Primary cultural practices of turfgrass are mowing, irrigation, and fertilization. Other practices are used in managing turfgrass ecosystems. Management makes grass communities more genetically diverse or can encourage monocultures. Grass genetics and environment including management determine the suitability of turfgrass for the intended purposes in the landscape.

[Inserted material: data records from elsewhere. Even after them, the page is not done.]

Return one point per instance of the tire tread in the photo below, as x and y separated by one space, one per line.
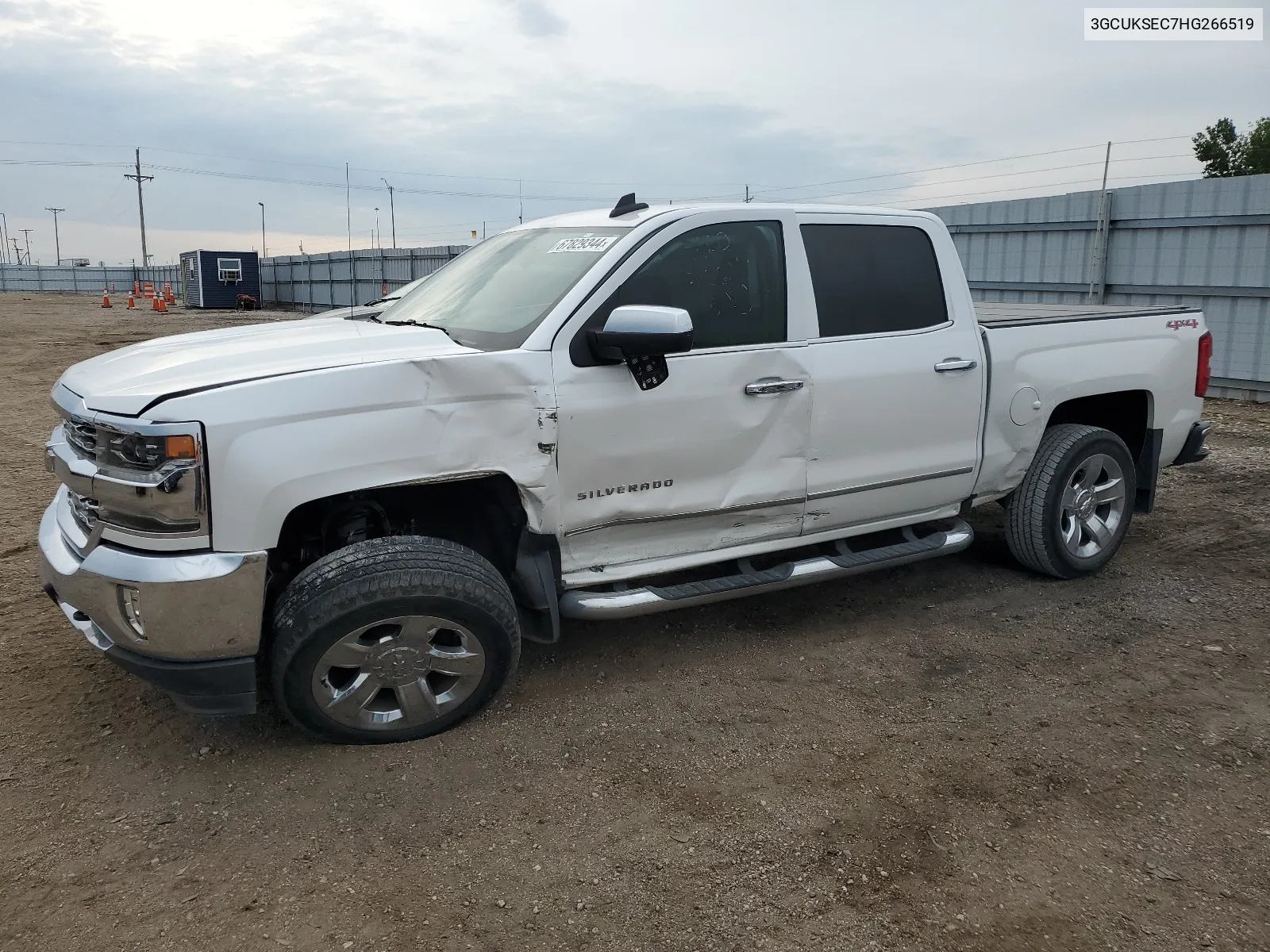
375 570
1026 512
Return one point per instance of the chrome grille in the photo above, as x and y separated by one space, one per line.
83 437
83 509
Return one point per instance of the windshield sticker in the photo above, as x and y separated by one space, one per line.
587 243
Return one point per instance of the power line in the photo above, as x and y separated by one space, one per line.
1053 184
995 175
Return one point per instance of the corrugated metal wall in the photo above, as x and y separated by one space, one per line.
1204 243
83 281
336 279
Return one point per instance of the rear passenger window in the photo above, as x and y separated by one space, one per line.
873 278
729 278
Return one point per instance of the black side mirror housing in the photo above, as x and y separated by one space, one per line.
641 330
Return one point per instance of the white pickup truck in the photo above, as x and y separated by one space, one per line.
595 416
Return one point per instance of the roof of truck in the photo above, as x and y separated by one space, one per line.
598 217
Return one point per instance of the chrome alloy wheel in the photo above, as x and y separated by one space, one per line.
1092 505
398 673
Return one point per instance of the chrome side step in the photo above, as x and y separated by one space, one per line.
838 560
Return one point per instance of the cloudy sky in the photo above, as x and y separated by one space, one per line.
463 107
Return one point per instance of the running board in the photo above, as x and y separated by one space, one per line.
837 562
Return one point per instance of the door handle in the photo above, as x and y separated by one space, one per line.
956 365
772 385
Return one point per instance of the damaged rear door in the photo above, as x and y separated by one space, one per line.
714 456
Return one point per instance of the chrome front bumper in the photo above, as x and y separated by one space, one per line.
194 607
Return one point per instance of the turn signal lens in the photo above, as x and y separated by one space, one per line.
181 447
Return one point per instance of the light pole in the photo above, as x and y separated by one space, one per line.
57 240
391 211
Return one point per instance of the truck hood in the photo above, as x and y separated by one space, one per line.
130 380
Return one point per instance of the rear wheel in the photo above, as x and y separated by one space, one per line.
1072 511
393 639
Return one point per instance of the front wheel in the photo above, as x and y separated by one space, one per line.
393 639
1071 512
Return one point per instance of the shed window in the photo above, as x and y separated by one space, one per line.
229 270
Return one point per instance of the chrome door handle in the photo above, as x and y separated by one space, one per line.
956 365
772 385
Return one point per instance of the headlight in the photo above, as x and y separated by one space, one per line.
140 452
141 484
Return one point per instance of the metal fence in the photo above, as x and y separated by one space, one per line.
88 279
1203 243
340 278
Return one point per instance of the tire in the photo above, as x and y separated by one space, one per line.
1071 512
391 640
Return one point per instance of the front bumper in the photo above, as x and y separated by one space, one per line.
201 613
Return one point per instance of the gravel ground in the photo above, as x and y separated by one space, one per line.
950 755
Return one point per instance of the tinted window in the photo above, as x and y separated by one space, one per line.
873 278
730 279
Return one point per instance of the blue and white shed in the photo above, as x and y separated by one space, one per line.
216 278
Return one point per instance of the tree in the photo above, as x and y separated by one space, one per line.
1257 149
1225 152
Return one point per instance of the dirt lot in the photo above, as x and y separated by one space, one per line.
950 755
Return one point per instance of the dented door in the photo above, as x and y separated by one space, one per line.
695 465
713 457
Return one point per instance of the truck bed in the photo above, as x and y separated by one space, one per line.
1006 314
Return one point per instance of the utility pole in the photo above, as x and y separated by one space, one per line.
391 211
141 209
1102 235
57 240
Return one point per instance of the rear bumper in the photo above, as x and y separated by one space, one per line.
1194 448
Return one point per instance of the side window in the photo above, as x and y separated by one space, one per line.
873 278
729 278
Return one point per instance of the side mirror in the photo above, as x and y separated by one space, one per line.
641 330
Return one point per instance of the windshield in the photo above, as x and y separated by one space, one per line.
495 294
398 294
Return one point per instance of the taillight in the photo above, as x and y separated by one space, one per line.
1203 370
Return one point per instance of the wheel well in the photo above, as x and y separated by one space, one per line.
484 514
1124 413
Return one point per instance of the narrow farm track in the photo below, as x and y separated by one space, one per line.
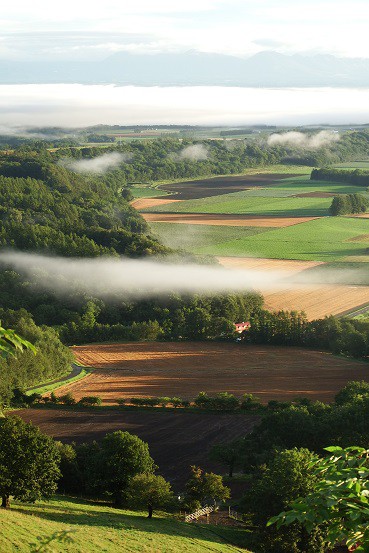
141 369
176 440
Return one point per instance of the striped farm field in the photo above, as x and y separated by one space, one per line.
327 239
225 220
183 369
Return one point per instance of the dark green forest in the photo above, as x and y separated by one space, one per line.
47 208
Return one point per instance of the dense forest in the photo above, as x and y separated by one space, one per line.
278 458
52 359
46 207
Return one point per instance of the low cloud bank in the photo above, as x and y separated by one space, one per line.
97 165
105 277
143 278
302 140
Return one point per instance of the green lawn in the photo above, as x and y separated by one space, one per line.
142 191
323 239
97 527
238 205
193 237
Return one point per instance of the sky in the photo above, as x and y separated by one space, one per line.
94 30
81 105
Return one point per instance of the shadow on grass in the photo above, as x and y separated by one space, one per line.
74 513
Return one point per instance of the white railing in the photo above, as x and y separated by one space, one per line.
200 512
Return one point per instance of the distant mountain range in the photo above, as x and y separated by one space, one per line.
266 69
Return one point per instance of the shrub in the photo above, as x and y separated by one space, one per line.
224 402
67 399
163 401
176 402
250 402
88 401
202 400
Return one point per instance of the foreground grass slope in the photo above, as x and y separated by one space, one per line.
97 527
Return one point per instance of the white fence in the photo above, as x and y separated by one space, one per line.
200 512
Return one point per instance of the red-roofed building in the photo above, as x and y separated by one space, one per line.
240 327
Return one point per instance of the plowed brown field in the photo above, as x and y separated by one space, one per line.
176 440
315 301
290 265
215 186
225 220
144 203
184 369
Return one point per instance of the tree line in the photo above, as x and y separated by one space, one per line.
280 457
119 468
49 358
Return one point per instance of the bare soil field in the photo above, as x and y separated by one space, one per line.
290 265
176 440
204 188
225 220
315 195
318 301
184 369
144 203
315 301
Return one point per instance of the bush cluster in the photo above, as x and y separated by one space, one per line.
348 203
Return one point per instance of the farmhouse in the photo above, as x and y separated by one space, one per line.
240 327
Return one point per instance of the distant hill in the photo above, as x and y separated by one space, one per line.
265 69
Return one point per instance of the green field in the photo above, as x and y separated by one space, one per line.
265 206
323 239
194 237
359 164
142 191
97 527
273 201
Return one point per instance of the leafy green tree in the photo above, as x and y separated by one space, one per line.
228 454
10 342
203 487
29 462
286 477
123 455
352 391
149 491
339 499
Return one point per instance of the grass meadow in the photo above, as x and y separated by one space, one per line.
97 527
273 201
194 237
327 239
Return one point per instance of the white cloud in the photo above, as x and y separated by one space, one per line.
79 105
229 26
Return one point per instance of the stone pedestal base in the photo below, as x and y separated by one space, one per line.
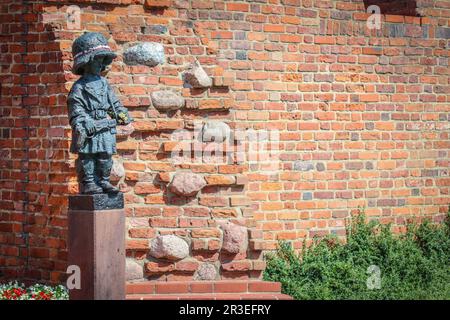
96 244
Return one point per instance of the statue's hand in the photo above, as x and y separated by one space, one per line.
123 118
90 127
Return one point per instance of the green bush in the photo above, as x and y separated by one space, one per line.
16 291
414 265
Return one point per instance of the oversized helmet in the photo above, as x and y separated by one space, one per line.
88 46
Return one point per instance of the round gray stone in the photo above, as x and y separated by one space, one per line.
147 53
169 247
167 100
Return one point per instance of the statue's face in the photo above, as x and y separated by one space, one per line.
95 66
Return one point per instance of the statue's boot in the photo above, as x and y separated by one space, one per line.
87 164
104 170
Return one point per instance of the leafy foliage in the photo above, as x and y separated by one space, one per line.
414 265
16 291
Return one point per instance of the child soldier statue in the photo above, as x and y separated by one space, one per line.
94 112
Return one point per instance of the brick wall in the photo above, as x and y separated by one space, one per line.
362 118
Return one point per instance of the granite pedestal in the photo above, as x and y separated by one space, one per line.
96 244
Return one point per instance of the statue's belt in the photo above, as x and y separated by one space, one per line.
100 125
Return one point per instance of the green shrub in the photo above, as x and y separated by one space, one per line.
414 265
16 291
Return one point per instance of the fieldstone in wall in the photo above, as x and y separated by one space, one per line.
187 183
169 247
147 53
235 237
166 100
197 77
216 131
117 171
207 271
133 270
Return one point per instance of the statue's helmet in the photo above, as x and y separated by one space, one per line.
88 46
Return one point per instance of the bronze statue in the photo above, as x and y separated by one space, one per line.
94 112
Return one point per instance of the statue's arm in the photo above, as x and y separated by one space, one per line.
117 110
78 117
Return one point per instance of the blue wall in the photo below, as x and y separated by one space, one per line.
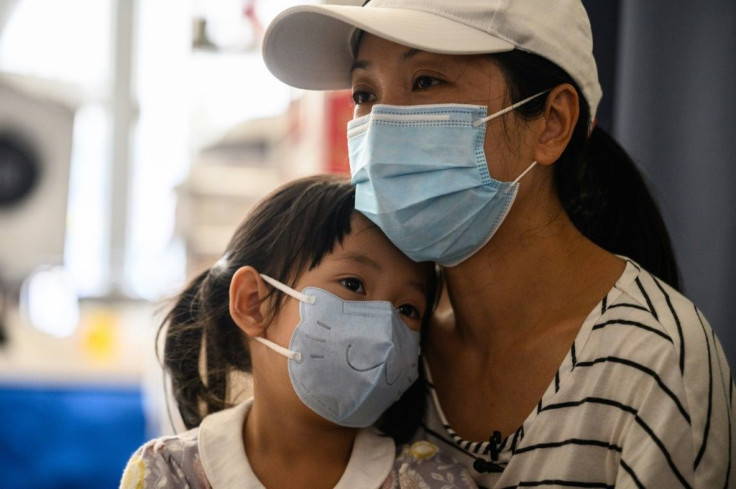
68 437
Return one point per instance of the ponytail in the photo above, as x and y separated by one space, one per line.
198 323
599 186
613 207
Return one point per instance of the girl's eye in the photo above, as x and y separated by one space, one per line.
361 97
409 311
353 284
424 82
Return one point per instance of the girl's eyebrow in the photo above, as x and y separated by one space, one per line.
362 259
368 261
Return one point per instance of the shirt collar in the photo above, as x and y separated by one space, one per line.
226 464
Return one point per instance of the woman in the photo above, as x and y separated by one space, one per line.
562 362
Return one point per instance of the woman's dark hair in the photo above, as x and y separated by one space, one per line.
286 234
600 187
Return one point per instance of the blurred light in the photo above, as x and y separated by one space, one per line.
50 302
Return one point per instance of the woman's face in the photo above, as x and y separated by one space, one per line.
388 73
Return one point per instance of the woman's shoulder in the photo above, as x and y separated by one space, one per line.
423 464
167 462
641 303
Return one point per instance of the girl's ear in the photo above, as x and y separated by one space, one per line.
247 291
560 117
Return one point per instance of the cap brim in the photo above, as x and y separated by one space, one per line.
309 46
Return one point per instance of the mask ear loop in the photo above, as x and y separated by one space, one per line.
309 299
507 109
524 173
295 355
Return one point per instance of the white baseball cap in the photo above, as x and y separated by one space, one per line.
310 46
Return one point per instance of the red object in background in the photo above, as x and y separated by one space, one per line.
338 111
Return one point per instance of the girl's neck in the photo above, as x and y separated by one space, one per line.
287 449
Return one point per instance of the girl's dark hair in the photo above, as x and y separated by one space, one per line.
600 187
286 234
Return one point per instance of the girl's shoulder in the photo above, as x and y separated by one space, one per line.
168 462
422 464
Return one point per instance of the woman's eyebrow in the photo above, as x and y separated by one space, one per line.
361 64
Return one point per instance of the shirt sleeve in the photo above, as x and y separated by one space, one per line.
164 464
422 465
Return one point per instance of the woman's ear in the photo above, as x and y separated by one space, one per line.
559 120
247 292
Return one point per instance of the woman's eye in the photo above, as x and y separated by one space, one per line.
424 82
353 284
361 97
409 311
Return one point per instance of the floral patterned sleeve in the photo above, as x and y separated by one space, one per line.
421 465
165 463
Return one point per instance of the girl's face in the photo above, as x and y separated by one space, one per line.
389 73
367 266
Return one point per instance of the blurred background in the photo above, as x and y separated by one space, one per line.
136 134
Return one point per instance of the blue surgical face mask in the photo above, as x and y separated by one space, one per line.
348 360
421 176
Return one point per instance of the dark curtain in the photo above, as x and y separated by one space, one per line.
668 71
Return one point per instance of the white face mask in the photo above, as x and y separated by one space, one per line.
348 360
421 176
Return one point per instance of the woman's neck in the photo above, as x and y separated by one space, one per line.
295 449
526 281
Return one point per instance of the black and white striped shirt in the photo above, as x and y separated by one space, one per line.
643 399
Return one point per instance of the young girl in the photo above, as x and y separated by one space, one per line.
329 353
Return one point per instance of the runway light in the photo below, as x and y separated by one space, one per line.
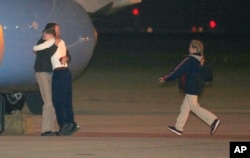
212 24
135 11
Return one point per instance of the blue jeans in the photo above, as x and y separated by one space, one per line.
62 96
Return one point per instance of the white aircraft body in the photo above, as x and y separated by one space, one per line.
21 24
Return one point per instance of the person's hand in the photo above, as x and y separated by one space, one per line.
161 80
64 60
57 41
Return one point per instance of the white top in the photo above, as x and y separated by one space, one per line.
60 52
44 45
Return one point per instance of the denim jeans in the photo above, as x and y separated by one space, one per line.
62 96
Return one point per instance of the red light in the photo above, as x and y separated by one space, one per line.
135 11
212 24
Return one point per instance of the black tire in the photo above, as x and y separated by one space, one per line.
34 102
13 101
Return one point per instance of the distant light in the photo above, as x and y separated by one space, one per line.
212 24
135 11
150 29
200 29
194 29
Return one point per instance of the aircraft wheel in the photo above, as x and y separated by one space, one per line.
14 101
34 102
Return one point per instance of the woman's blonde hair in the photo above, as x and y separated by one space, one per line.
198 45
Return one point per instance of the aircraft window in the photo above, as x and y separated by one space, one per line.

Environment is the surrounding natural conditions. Environment is soils and climate, tree shade, wind, and salt spray, and the interaction of the turf ecosystem with people and other animals that traffic the landscape. As environmental stewards, turfgrass managers guide lawns and landscapes in earth’s energy flow and biogeochemical cycles. Golf courses and sod farms serve as wildlife sanctuaries. Ecotones between forest and grassland are rich areas of wildlife activity. The cultural landscape of turfgrass is part of human daily life.


Turf culture developed from hand shearing to include labor-saving tools of industrial societies. Many types of businesses and jobs support turfgrass. Associations and institutions are involved including sports franchises, public and private universities, trade groups, and manufacturers.